Introduction

The AI Verify Foundation (AIVF) is a non-profit subsidiary of Singapore’s Infocomm Media Development Authority (IMDA). Its mission is to support the creation of a trusted AI ecosystem through access to reliable AI testing capabilities.

Together with its parent IMDA, the AIVF launched the Global AI Assurance Pilot in February 2025, to help codify emerging norms and best practices around technical testing of Generative AI (“GenAI”) applications. Existing, real-world GenAI applications were put to the test, pairing organisations that had deployed them with specialist AI testing firms.

1.1 Rationale

The pilot was motivated by three core beliefs:

GenAI can have a massive, positive impact on our society and economy – if it is adopted at scale in public and private sector organisations
Such “real-world” adoption requires GenAI applications to operate at a much higher level of quality and reliability (vs. the general-purpose models that underpin them)
The extensive work underway on AI model safety and capability is necessary, but not sufficient, to help meet that higher bar.

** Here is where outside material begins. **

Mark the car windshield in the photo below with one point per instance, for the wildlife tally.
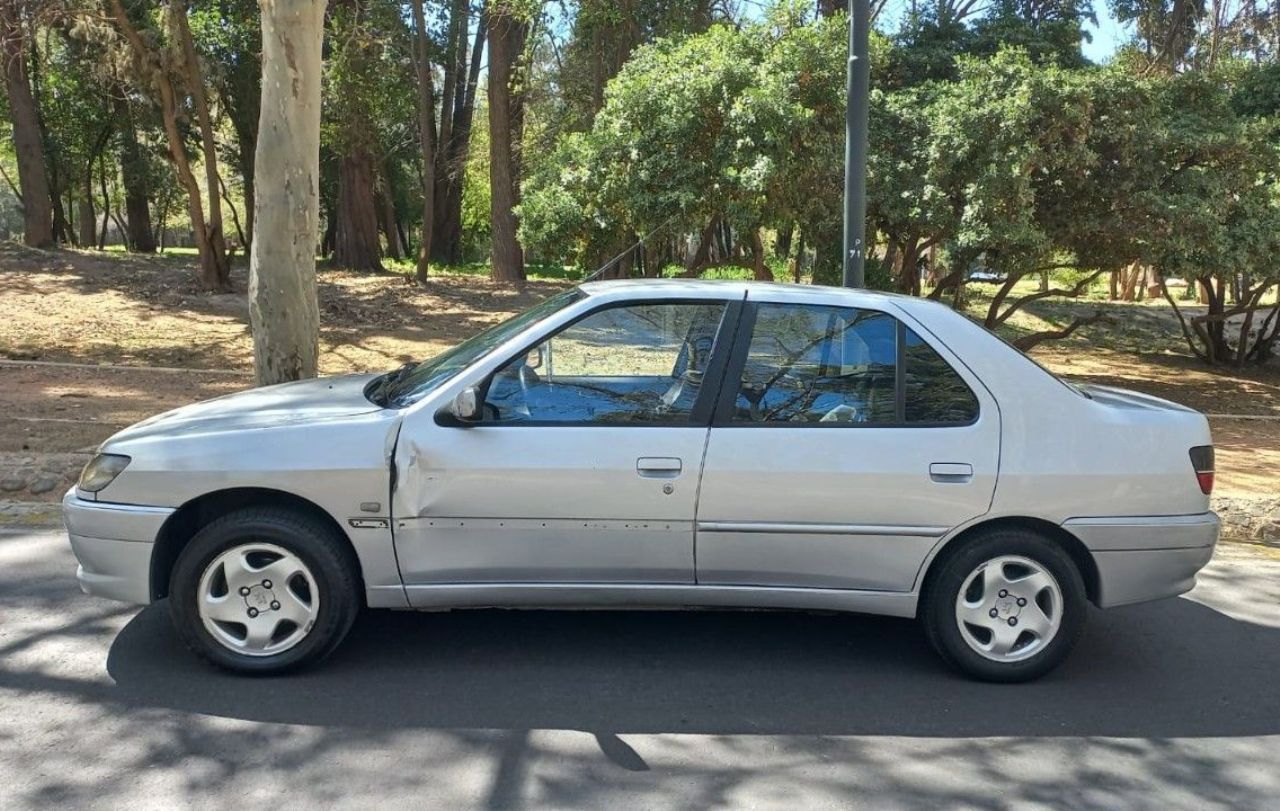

Large Language Models (LLMs) and their multi-modal equivalents are being adopted extensively as personal productivity tools. However, to have real transformational impact, GenAI must get embedded in the public and private sector organisations that drive critical parts of the economy, such as health, finance, utilities and government services.

Using GenAI in such real-world situations, at scale, raises the quality and reliability bar significantly. Two factors account for this difference: Context and Complexity.

Unlike a general purpose LLM chatbot application or personal productivity tool, a GenAI-enabled application must operate in the specific context of a use case, organisation, industry and/or socio-cultural expectations. For example, a GenAI application in a healthcare setting may have very low levels of tolerance for “hallucination” compared to one used as an internal employee helpdesk.
Real-life GenAI applications are also likely to have more layers of complexity. They may use LLMs in conjunction with existing data sources, processes and systems, creating additional potential points of failure beyond the LLM.

Most academic and technology industry efforts around AI testing have tended to focus on Model safety and alignment. A shift is required – from the Safety of Foundation Models to the Reliability of the end-to-end Systems or Applications in which they are embedded.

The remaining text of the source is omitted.